Esta aceleração de acontecimentos foi tamanha que eles perderam significação na mesma progressão e perderam realidade. Foram oferecidos pelo sistema de comunicações do poder real e passaram a ser demandados pelos receptores da avalancha de informações. Resultou que, na percepção geral, esses acontecimentos não se ligam uns a outros, embora a narrativa de sua conexão também seja fornecida.

Várias coisas expostas juntas, da mesma maneira, tendem a parecer-se, por mais díspares que sejam. Assim, fatos da natureza, fatos políticos, fatos criminosos, fatos bélicos, fatos banais, tudo isso mostrado em constante e turbulenta sucessão, serão, ao mesmo tempo, conectados e desconectados. A conexão encontra-se no fornecedor, que faz a escolha deste modo operante de dar informações.

A desconexão é própria da falta de identidade de coisas por si díspares. Ela é real e, talvez, a única realidade nisso que se mostra. A narrativa oficial – não há termo mais adequado – proveniente dos media é também real, por assim ter-se tornado, construindo-se a si mesma. Porém, como discurso descritivo, nada tem de realidade.

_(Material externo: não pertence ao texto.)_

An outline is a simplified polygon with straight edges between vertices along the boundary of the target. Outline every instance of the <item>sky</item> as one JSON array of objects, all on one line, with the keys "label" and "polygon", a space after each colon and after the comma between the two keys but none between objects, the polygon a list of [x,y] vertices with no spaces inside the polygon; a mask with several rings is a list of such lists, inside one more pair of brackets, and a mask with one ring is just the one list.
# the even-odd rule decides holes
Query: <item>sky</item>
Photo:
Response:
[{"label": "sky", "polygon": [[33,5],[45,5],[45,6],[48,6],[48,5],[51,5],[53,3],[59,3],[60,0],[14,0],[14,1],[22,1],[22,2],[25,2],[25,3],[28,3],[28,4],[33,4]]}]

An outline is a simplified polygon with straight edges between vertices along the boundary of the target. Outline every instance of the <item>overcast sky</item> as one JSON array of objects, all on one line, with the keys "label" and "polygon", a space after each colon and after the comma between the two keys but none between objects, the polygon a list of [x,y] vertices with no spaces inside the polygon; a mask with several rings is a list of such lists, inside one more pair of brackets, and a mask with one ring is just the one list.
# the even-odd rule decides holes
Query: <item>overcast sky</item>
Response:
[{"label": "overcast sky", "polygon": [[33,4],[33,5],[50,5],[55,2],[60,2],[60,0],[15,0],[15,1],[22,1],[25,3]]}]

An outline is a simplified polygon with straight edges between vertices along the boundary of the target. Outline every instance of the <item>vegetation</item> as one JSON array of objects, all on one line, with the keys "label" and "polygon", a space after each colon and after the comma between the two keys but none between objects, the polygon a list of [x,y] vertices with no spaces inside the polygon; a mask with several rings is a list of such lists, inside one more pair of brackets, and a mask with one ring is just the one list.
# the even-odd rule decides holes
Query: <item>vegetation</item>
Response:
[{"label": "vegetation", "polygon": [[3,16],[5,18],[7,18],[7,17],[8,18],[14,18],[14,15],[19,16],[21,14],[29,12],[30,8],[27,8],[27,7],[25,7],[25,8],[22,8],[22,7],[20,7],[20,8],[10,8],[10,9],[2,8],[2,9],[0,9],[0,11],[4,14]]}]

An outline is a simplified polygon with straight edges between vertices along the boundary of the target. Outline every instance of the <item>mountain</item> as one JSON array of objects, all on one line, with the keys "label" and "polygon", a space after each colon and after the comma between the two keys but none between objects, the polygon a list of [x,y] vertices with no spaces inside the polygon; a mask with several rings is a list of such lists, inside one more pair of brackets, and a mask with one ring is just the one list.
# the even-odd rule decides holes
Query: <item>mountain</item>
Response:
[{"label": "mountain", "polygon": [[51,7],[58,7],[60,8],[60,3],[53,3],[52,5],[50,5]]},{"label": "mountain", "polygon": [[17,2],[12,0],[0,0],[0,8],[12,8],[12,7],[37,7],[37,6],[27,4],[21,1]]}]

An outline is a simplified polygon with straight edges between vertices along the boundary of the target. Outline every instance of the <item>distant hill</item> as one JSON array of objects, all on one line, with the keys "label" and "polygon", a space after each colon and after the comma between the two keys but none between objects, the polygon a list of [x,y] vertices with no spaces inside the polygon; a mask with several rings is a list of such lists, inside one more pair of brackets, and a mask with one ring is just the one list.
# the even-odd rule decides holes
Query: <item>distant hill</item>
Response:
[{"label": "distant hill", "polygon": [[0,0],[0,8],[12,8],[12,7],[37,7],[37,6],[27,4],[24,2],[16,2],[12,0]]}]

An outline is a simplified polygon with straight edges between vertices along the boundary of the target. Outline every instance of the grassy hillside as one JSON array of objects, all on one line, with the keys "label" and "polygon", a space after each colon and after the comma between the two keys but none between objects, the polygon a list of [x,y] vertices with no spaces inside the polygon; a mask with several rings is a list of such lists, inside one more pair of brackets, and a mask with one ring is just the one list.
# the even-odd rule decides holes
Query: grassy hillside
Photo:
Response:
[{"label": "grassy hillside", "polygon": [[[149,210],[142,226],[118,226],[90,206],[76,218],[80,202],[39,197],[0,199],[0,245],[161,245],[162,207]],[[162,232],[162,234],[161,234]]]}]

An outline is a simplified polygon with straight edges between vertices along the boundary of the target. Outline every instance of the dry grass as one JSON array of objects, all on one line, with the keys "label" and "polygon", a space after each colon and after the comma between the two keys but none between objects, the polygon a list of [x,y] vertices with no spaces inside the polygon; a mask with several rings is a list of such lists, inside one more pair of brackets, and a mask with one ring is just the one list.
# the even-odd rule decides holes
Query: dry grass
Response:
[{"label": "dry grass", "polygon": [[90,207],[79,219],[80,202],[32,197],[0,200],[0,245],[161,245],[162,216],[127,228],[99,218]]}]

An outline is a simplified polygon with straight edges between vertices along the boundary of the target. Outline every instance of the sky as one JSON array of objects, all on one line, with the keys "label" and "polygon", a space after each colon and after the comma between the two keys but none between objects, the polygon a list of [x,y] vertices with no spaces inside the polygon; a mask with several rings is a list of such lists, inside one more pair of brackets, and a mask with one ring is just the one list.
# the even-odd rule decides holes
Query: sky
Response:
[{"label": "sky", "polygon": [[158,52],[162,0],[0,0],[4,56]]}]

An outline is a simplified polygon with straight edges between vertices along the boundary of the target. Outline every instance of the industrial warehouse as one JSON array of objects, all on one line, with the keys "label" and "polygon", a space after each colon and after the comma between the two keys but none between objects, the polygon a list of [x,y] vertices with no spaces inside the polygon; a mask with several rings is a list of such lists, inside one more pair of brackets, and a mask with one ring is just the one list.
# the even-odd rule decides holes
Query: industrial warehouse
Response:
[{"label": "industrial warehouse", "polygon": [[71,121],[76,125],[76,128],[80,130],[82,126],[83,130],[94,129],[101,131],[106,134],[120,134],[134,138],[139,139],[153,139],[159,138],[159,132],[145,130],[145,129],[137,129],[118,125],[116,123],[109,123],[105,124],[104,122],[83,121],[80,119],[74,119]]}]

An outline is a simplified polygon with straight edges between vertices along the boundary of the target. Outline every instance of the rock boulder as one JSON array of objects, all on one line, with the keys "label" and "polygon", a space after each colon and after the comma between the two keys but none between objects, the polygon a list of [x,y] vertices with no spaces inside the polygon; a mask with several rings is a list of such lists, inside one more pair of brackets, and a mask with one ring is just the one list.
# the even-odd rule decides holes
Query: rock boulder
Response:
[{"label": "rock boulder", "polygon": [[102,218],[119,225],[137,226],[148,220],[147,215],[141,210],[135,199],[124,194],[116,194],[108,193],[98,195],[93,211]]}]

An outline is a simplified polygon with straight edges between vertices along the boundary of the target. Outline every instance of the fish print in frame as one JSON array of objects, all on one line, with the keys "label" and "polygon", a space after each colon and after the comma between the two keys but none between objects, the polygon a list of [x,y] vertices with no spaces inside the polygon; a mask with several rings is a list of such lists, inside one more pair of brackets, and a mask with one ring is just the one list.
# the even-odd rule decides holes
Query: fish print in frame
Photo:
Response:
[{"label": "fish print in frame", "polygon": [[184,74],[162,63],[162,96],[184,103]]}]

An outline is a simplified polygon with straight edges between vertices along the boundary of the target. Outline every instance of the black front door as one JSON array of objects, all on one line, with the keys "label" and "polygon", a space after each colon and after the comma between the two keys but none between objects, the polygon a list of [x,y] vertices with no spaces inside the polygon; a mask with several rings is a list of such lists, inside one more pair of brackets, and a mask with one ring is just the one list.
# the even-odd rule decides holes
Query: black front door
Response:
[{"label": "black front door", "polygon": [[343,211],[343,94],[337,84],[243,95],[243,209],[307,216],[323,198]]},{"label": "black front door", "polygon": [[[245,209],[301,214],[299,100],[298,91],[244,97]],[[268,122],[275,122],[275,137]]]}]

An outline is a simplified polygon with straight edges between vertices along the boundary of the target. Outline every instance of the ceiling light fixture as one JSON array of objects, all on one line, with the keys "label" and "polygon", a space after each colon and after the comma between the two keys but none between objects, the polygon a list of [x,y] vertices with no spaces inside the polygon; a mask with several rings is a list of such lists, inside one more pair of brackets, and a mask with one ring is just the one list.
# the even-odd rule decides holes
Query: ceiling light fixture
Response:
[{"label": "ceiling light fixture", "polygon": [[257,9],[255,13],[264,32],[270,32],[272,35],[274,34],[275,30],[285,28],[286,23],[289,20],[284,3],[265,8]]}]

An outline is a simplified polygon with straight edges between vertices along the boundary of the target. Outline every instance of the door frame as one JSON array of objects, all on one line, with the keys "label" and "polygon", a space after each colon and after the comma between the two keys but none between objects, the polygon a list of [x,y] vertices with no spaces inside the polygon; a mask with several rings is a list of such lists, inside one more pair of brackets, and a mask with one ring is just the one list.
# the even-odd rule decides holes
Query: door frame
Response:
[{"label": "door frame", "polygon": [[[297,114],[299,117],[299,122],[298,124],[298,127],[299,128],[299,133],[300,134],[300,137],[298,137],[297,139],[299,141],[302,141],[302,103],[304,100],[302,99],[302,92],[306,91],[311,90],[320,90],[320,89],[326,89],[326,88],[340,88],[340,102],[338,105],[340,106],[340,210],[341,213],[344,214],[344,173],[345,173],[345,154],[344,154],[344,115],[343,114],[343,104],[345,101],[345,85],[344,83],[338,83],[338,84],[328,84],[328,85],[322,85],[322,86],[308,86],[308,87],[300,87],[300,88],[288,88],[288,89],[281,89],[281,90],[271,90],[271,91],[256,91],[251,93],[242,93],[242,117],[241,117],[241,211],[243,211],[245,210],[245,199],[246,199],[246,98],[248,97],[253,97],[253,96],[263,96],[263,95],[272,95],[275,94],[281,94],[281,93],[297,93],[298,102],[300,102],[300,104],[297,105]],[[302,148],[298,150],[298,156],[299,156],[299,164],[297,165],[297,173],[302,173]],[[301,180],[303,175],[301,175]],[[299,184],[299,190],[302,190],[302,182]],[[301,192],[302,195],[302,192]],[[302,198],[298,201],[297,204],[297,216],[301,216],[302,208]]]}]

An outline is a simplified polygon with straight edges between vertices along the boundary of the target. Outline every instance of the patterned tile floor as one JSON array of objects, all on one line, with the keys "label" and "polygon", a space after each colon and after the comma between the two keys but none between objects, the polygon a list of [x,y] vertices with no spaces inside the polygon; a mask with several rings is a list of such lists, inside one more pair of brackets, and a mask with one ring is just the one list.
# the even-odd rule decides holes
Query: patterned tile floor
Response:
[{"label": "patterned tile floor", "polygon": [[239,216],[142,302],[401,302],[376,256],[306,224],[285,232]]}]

O poder real e seus meios de comunicações divertem-se, creio eu, a seguir roteiros claramente enunciados e descritos por autores que foram lidos por poucos. Eles disseram, poucos os leram, pouquíssimos os compreenderam. Assim, é muito seguro fazer o mesmo de sempre, o que já foi descrito como estratégia de confusão e alienação.

Por conta de meia dúzia de tolos ou loucos que criam e reproduzem estórias de autópsias em seres extraterrestres, segredos ocultos em edificações e mundos submersos, todo um conjunto de escritos onde se entreveem aspectos da realidade da ação do poder real são postos na mesma bandeja e estigmatizados como teorias da conspiração.

As melhores aproximações da verdade, as maiores percepções de pedaços das tramas porque age o poder real, recebem rótulos de teorias conspiratórias e o consequente descrédito. Algumas, que não se conseguem ridicularizar facilmente, sofrem a objeção da falta de conclusões. Objeção pueril, posto que as teorias de conspiração nada tem de teorias, pois consistem em narrações descritivas; elas não visam ao fornecimento de conclusões.

Os chamados atentados terroristas, por exemplo, e especificamente os mais recentes em França, têm algo em comum: serviram aos interesses do governo francês, mais que a qualquer outro. Esses acontecimentos são sempre reivindicados por alguma organização, invariavelmente chamada de islamita radical, embora isso seja um significante sem significado. Ora, os atentados não revertem em qualquer benefício para essas tais organizações!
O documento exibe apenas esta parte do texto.